6. The method as claimed in claim 5 wherein the populating further comprises populating based on a position of the allocated memory location within the allocated set.

7. The method as claimed in claim 1 further comprising:

dividing a data structure for which a memory allocation is requested into a number of segments.

8. The method as claimed in claim 7 wherein the dividing is performed based on a predetermined segment size.

9. The method as claimed in claim 7 further comprising:

repeating the allocating for each segment of the divided data structure.

10. The method as claimed in claim 7 wherein the allocating comprises allocating a sequential set of memory locations.

11. The method as claimed in claim 7 wherein the allocating further comprises populating a portion of the allocated set with a counter value for each allocated memory location.

12. The method as claimed in claim 11 wherein the populating comprises populating by use of at least one of an incrementally increasing value and an incrementally decreasing value.

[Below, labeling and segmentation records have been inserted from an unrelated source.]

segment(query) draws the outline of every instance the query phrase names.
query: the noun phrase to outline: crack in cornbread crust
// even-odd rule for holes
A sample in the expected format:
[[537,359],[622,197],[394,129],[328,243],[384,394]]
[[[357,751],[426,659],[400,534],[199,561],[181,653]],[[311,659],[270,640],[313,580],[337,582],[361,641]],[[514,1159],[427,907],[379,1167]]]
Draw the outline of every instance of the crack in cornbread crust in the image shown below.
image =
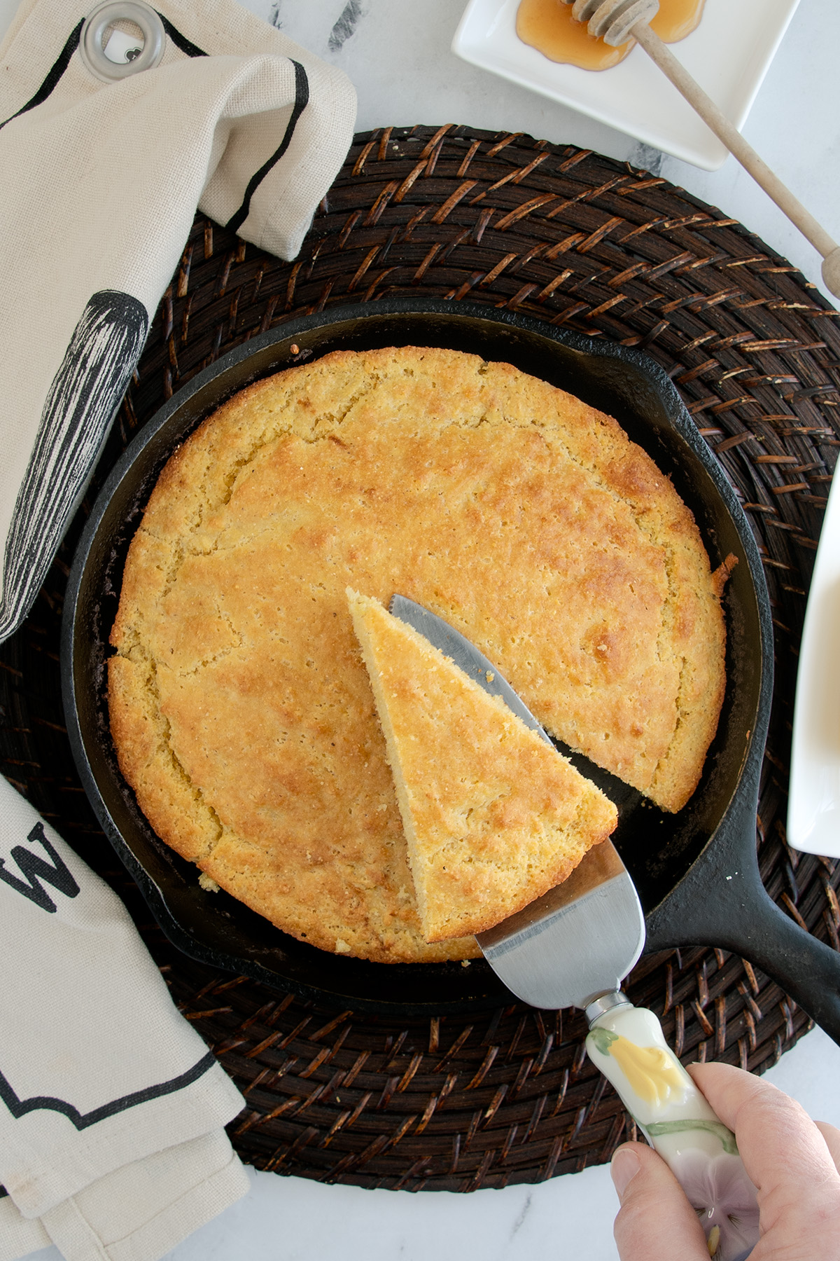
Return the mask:
[[485,932],[565,880],[616,807],[417,630],[346,594],[426,941]]
[[610,417],[508,364],[339,352],[237,395],[130,549],[110,704],[155,830],[325,950],[428,947],[344,590],[472,639],[548,730],[678,810],[723,695],[694,521]]

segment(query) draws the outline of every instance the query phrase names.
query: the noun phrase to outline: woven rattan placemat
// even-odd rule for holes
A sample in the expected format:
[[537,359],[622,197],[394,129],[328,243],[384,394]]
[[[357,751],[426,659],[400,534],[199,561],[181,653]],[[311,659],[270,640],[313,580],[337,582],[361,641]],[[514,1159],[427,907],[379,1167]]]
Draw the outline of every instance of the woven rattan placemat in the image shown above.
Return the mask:
[[[88,503],[137,427],[219,354],[291,315],[393,294],[468,295],[612,338],[674,380],[743,501],[769,584],[777,673],[762,875],[836,950],[840,870],[788,849],[785,810],[797,648],[840,438],[839,317],[734,219],[646,171],[523,135],[361,135],[293,264],[196,219]],[[179,1006],[246,1092],[229,1127],[243,1159],[412,1190],[538,1182],[607,1160],[632,1122],[584,1057],[579,1014],[513,1004],[394,1023],[338,1011],[196,963],[151,923],[96,825],[63,728],[59,618],[87,506],[0,649],[3,769],[122,894]],[[810,1028],[724,951],[645,957],[628,991],[662,1016],[686,1062],[762,1072]]]

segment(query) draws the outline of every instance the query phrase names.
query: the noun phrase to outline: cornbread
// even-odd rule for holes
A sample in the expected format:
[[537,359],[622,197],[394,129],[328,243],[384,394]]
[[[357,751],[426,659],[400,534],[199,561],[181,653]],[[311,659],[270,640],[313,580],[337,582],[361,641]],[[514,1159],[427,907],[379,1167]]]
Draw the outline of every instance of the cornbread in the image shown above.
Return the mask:
[[616,807],[378,600],[348,591],[428,942],[480,933],[565,880]]
[[472,957],[423,941],[345,589],[440,614],[552,734],[679,810],[723,696],[715,583],[608,416],[475,356],[329,354],[243,390],[161,473],[112,630],[120,765],[157,834],[286,932]]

13. The method as claimed in claim 12 wherein the populating further comprises populating based on a position of the allocated memory location within the allocated set.

14. A memory or a computer-readable medium storing instructions which, when executed by a processor, cause the processor to allocate a set of memory locations for at least a portion of a data structure, wherein the allocated set comprises memory space arranged to store a counter corresponding to each memory location in the set.

15. A memory allocation apparatus, comprising:

a processor;

a memory communicatively coupled with the processor and comprising sequences of instructions which, when executed by the processor, cause the processor to allocate a set of memory locations for at least a portion of a data structure, wherein the allocated set comprises memory space arranged to store a counter corresponding to each memory location in the set.

16. A method of traversing a data structure, comprising:

incrementing, by a predetermined value, a reference address of a pointer to a first data structure of a portion of a set of allocated memory locations to obtain a reference address to a second data structure in the portion of the set, wherein the portion of the set of allocated memory locations comprises a counter for each allocated memory location.

17. The method as claimed in claim 16 wherein the incrementing is performed based on at least one counter value.

18. The method as claimed in claim 16 wherein the incrementing further comprises applying a function to a portion of at least one of the first data structure and the second data structure.

19. The method as claimed in claim 16 further comprising:

fetching a segment comprising a portion of data structures of the set of allocated memory locations.

20. The method as claimed in claim 19 wherein the fetching comprises fetching a segment comprising a portion of data structures of the set of allocated memory locations based on a predetermined segment size.